# Pushing a Wheel Over a Curb

1. Jul 1, 2012

### Bennigan88

So I made an observation that I would really like anyone who is good with mechanics to look over to see if I got the math right and didn't miss anything obvious. It's the latest post in my blog "leapingleibniz.wordpress.com" [Broken] and it involves the derivation of an equation for how much force is required to push a wheelbarrow over a curb based only on angles and the force of gravity. Specifically I am wondering if I screwed up by ignoring the normal force. My reasoning for doing so is that I wanted to find the minimum force required to maintain static equilibrium with only the applied force causing torque up over the curb without the normal force contributing, and this would the minimum force required to push the wheel up over the curb. The normal force won't apply any torque once the wheel starts moving up off the ground, but this is still bugging me... anyway, any observations would be greatly appreciated!

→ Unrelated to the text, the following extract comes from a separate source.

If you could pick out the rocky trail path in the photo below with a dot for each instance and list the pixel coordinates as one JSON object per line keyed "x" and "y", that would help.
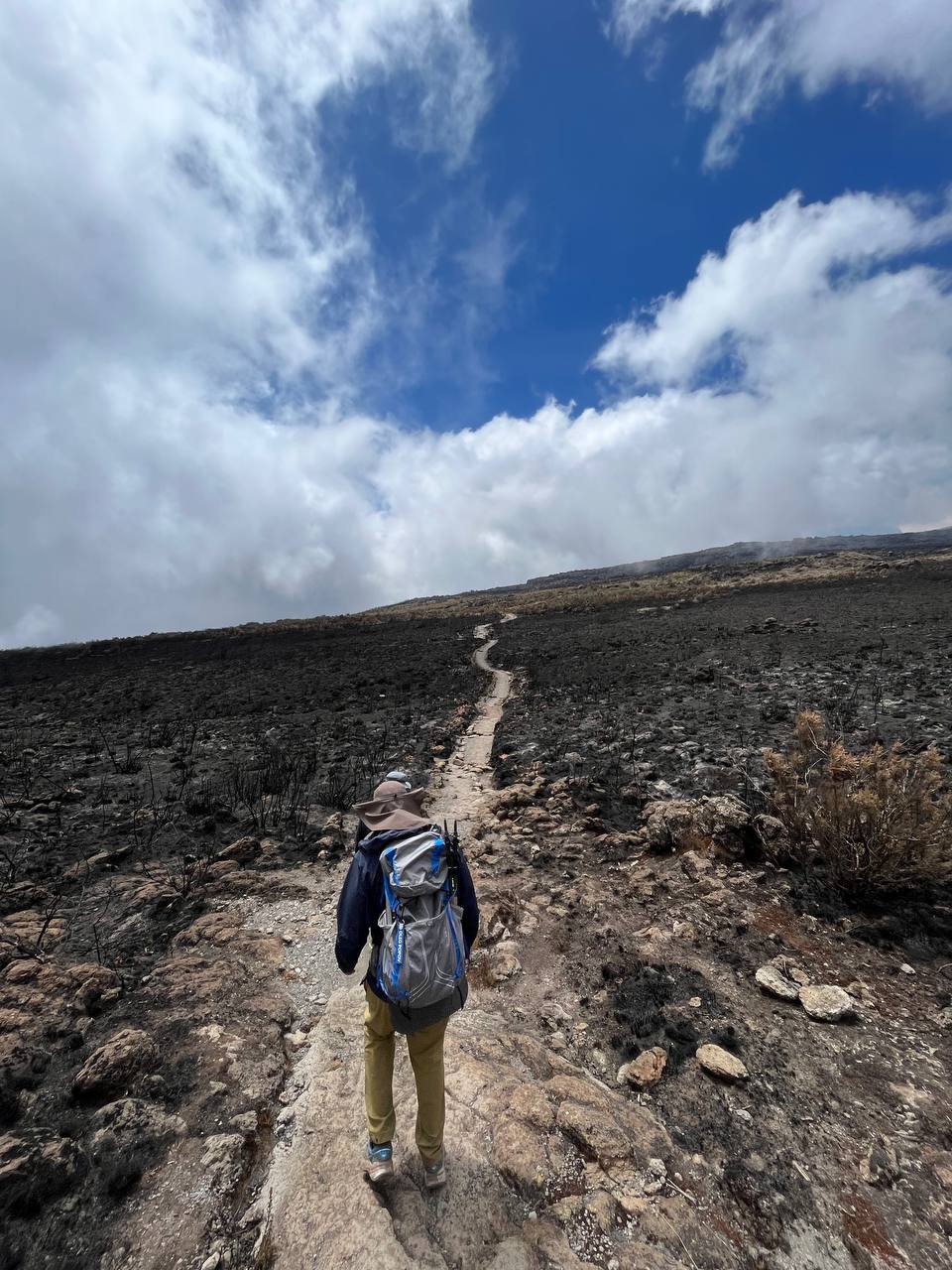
{"x": 548, "y": 1166}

Last edited by a moderator: May 6, 2017
2. Jul 2, 2012

### haruspex

I think you should at least acknowledge the normal force since without it these equations are simply wrong:
$\sum F_x = F\cos\gamma$
$\sum F_y = F\sin\gamma + f_g$
But since you then take moments about the point of contact, the normal force makes no contribution.
This equation is wrong:
$\sum \tau = rF \sin\gamma + rf_g \sin\phi - rF\cos\gamma\sin\phi$
But it comes out corrected in the following line. Should also explain why total torque should be set to 0.
Wrt the $\phi - \gamma$ term, you can see that in the geometry. Extend the line of F down and drop a perpendicular to it from the point of contact. The angle the line of F makes to the radius of contact is $\phi - \gamma$.
Of course, anyone with experience of negotiating kerbs with barrows will pull them up, not push them.

3. Jul 2, 2012

### Bennigan88

Ok, I fixed that line and explained why torque is set to zero. Man, this post was pretty disorganized.